You can remove any row missing both nonmaster columns using a condition to select rows:
import pandas as pd
df = pd.read_excel('soxl.xlsx')
df=df[df['IDs of phase known'].notnull() | df['Ids of distance known'].notnull()]
If you wanted to remove any row with any missing data you can use the builtin :
df = df.dropna()
which removes any row with missing values (which otherwise get imported as Nan values).
If you want to replace the 2nd col. with master column values when they are missing, you can do
df = df.where((pd.notnull(df)), None)
to replace the NaN's with None (useful in the next step) and then
df['IDs of phase known']= df.apply(lambda r:r['IDs of phase known'] if r['IDs of phase known'] else r['Set of Ids known for transformers'],axis=1)
And of course you can do the same with the 3rd col.

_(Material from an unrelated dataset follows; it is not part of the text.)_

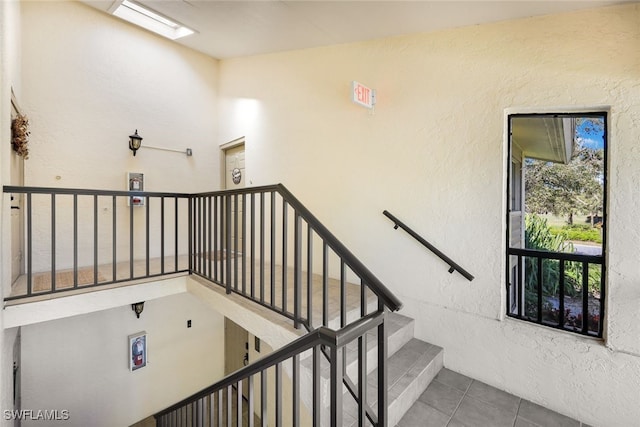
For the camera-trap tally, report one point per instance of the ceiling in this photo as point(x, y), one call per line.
point(227, 29)
point(548, 138)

If you want to replace only in the case where both col2 and 3 values are missing, you can do similarly, but check both columns for None:
df['IDs of phase known']= df.apply(lambda r:r['Set of Ids known for transformers'] if not (r['IDs of phase known'] or r['Ids of distance known']) else r['IDs of phase known'] ,axis=1 )
You can also do this, actually a bit easier, with numpy:
df['IDs of phase known'] = np.where(np.isnan(df['IDs of phase known']), df['Set of Ids known for transformers'], df['IDs of phase known'])
If you want to just replace missing values with master column vals, or
df['IDs of phase known'] = np.where( (np.isnan(df['IDs of phase known']) & (np.isnan(df['Ids of distance known']))),df['Set of Ids known for transformers'],df['IDs of phase known'])
If you only want to replace in cases where both cols are missing.